RIO DE JANEIRO - Nada do que valha a pena aprender pode ser ensinado. A frase deveria vir com as aspas, não é minha, é de Oscar Wilde, que, entre mortos e feridos, ficou mesmo como um dos maiores frasistas de todos os tempos.
Aprendi pouco na vida, embora muito me tenham ensinado, desde as boas maneiras na mesa, a dar laço na gravata, a fazer barba, quando um burro falar, o outro burro, que sou eu, ficar calado. Aprendi até mesmo as regências irregulares dos verbos latinos. De quebra, chegaram a me ensinar a tocar "Oh Suzana, não chores por mim..." numa gaitinha de boca. Foi, aliás, uma das pouquíssimas coisas que teria alguma valia, naquela época eu tinha um problema na vista e medo de ficar cego.
Sabendo tocar a gaitinha, embora com modesto repertório e má execução, poderia abrigar-me na escadaria de uma igreja, ou sob uma marquise qualquer, sempre pingariam tostões para matar minha fome.
Agora, quis realmente aprender outras coisas que nunca me foram ensinadas. Por exemplo: como fazer para responder ao cumprimento de um sujeito que me abraça, que fica roçando em mim, lembrando coisas que não lembro, nem mesmo lembrando seu nome, ofício e condição?

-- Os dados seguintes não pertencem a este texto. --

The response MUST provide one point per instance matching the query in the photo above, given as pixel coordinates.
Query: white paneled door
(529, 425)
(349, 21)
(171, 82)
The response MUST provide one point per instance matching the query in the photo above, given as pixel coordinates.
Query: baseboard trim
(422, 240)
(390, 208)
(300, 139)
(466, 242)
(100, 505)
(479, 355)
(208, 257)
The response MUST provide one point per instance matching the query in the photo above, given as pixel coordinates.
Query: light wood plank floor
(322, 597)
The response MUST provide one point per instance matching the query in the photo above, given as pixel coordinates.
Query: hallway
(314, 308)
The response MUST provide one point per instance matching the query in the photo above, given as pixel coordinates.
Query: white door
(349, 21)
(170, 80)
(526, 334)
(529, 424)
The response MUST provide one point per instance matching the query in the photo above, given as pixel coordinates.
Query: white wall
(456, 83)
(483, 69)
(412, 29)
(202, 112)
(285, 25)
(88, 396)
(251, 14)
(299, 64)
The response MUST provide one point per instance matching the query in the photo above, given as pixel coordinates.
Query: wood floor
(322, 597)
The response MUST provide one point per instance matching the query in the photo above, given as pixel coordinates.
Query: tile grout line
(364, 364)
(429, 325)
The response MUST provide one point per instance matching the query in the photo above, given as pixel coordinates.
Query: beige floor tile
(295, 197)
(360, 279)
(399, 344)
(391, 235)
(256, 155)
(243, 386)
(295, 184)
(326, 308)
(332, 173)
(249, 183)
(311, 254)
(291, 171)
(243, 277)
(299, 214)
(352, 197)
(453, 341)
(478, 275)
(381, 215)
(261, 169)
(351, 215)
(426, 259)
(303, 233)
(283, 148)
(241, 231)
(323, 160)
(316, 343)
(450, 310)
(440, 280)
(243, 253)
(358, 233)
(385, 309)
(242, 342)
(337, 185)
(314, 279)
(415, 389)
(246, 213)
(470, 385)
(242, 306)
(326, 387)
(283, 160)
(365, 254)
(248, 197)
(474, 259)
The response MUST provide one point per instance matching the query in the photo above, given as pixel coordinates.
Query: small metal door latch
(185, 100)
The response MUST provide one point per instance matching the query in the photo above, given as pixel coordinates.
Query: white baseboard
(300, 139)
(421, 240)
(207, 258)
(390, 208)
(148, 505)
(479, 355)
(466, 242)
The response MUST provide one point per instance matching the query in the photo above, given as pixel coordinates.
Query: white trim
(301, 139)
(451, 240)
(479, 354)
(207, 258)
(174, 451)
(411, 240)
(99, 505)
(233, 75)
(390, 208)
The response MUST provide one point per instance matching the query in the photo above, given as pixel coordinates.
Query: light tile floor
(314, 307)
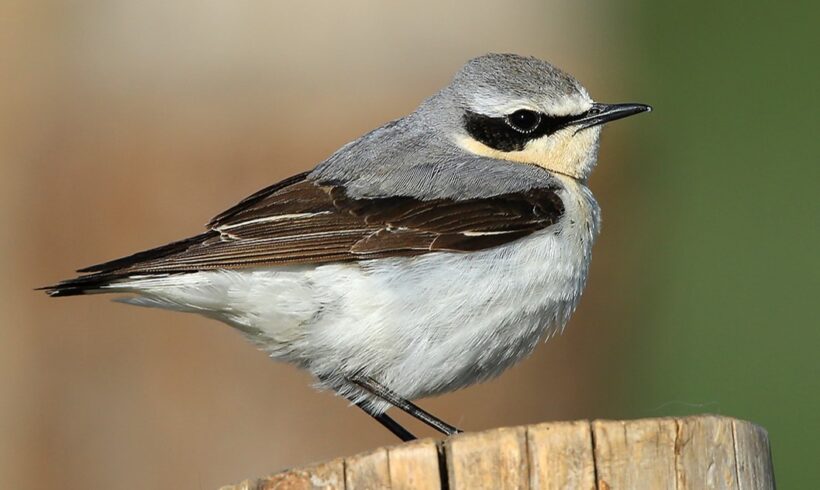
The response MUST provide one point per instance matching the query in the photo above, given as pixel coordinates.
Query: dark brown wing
(301, 222)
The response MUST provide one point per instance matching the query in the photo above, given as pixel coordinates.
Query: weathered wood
(560, 456)
(414, 465)
(702, 452)
(492, 459)
(368, 471)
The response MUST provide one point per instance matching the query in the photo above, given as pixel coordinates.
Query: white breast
(420, 325)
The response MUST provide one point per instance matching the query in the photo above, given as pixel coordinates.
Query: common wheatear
(430, 254)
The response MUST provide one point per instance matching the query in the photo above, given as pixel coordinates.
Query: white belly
(421, 325)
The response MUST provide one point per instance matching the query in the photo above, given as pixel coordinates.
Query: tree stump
(700, 452)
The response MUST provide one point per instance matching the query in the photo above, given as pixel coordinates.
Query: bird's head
(525, 110)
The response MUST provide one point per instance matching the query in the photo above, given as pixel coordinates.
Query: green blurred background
(128, 124)
(731, 246)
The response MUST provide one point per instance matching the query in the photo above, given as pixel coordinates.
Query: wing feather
(299, 221)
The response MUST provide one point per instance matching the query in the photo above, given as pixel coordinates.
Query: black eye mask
(512, 132)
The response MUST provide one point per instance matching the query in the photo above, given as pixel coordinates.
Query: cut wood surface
(699, 452)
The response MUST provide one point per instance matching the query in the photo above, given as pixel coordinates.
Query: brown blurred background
(126, 125)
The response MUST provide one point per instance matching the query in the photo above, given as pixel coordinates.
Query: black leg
(380, 391)
(388, 422)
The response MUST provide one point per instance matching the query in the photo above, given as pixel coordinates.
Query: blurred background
(124, 125)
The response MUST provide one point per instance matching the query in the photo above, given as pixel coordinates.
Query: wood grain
(493, 459)
(560, 456)
(414, 465)
(701, 452)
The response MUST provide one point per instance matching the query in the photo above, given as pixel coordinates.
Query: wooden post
(700, 452)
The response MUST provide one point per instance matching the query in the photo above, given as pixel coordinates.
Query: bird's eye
(523, 120)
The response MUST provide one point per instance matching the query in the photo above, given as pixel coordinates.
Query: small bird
(428, 255)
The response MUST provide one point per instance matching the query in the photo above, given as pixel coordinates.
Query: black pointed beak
(604, 113)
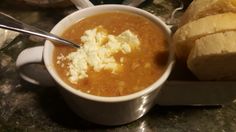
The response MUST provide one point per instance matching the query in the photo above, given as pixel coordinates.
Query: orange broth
(141, 67)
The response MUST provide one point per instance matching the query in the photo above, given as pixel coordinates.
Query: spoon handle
(10, 23)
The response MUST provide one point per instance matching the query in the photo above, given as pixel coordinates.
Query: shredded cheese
(97, 52)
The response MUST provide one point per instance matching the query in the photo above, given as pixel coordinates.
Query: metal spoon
(10, 23)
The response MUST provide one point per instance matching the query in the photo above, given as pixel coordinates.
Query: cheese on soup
(96, 52)
(121, 53)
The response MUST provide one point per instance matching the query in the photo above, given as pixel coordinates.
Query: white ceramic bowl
(106, 110)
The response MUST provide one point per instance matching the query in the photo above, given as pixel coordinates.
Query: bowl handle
(31, 69)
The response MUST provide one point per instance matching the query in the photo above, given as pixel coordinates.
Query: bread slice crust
(213, 57)
(184, 38)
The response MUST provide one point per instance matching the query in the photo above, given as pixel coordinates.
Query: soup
(136, 67)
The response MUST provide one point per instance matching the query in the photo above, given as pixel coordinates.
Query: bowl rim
(155, 86)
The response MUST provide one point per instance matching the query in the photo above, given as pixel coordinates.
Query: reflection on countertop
(28, 107)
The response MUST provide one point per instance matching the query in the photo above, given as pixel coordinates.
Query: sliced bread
(213, 57)
(184, 38)
(201, 8)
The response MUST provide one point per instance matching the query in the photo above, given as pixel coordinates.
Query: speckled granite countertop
(25, 107)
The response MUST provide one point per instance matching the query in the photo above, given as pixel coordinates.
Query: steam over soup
(121, 53)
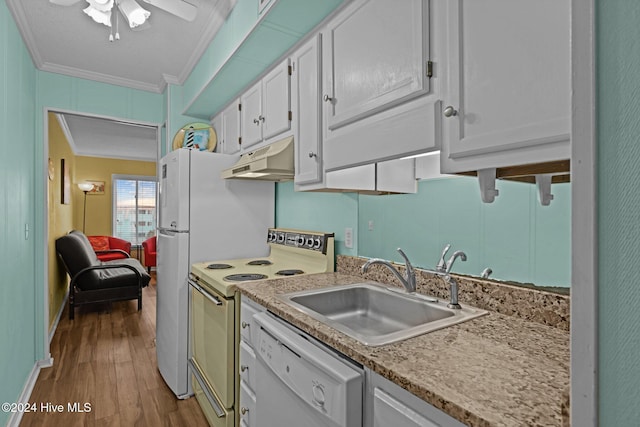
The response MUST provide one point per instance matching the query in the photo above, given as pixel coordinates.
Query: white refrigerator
(202, 217)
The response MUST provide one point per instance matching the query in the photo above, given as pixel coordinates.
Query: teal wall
(18, 289)
(518, 238)
(618, 168)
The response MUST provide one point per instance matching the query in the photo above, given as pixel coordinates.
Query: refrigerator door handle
(204, 293)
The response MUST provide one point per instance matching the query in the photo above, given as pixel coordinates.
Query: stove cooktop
(292, 253)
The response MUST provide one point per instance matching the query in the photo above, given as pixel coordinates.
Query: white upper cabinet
(276, 107)
(227, 127)
(231, 126)
(266, 111)
(306, 90)
(376, 57)
(378, 100)
(506, 101)
(251, 113)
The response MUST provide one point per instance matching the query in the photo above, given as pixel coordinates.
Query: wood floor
(106, 357)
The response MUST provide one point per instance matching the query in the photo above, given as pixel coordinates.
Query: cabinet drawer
(247, 364)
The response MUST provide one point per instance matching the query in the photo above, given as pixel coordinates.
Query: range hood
(273, 162)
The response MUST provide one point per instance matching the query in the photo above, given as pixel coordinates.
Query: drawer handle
(450, 111)
(204, 293)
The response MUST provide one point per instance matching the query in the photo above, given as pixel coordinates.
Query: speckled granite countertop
(496, 370)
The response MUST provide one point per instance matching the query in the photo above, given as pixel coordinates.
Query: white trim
(101, 77)
(16, 417)
(52, 332)
(584, 259)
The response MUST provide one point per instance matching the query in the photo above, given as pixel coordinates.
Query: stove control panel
(300, 239)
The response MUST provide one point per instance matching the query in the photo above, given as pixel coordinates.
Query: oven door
(212, 341)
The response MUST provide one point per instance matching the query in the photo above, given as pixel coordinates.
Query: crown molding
(216, 21)
(100, 77)
(17, 11)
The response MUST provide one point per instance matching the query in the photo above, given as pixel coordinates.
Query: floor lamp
(85, 187)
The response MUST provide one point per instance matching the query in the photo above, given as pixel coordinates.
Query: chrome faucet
(409, 282)
(443, 268)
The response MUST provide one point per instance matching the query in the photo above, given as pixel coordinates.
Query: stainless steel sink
(376, 315)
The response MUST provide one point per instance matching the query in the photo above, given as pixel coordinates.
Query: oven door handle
(204, 293)
(212, 398)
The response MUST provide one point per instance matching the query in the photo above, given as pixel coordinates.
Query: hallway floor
(106, 358)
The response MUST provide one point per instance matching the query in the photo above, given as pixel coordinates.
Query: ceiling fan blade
(179, 8)
(64, 2)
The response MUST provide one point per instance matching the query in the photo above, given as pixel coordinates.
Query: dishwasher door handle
(204, 293)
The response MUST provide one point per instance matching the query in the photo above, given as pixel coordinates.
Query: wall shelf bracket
(487, 181)
(543, 182)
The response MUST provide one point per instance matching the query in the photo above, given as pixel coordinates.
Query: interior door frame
(49, 332)
(584, 247)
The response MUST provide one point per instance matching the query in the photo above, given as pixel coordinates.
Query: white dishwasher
(299, 382)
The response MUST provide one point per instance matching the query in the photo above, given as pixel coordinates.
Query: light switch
(348, 237)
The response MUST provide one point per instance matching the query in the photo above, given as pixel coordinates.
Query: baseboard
(16, 417)
(58, 316)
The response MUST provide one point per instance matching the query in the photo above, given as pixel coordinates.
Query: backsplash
(534, 305)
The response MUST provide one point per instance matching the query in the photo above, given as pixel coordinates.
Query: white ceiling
(98, 137)
(65, 40)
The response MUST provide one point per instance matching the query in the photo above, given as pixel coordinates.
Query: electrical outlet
(348, 237)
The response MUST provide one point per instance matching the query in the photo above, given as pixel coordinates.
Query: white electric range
(215, 313)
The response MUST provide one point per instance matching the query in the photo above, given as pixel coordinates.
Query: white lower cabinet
(247, 363)
(387, 404)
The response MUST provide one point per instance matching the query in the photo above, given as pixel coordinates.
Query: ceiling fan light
(101, 5)
(100, 17)
(135, 14)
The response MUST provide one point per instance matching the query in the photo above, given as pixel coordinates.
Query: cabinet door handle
(449, 111)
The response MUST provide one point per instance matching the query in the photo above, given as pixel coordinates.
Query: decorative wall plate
(196, 136)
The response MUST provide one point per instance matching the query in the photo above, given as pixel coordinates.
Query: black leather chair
(95, 281)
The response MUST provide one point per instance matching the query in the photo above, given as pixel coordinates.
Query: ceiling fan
(101, 11)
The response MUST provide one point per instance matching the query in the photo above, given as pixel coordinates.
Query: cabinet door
(251, 115)
(376, 57)
(305, 82)
(231, 127)
(276, 101)
(216, 124)
(508, 82)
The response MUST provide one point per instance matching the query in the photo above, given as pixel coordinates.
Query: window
(134, 208)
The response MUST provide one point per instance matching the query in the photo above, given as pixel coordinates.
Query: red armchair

Outro dia, esbarrei com um desses, muito jovial, jucundo, deu-me palmadinhas nas costas, elogiou minha forma física, mal sabendo que estou em crise quase terminal, na alma e no corpo. Falou num tal de Paranhos que havia sido nosso amigo não sei aonde, Paranhos morrera, pneumonia dupla, pensava sempre em mim, falava sempre em nós. Bons tempos, mas assim era a vida, que só nos ensina aquilo que a gente não tem interesse em saber.
Levei um susto. De certa forma, em outras palavras, a ordem das parcelas não alterando o resultado, o cara repetira a mesma frase de Oscar Wilde. Devia ser um gênio que eu ignorara e, pior, pior mesmo, esquecera.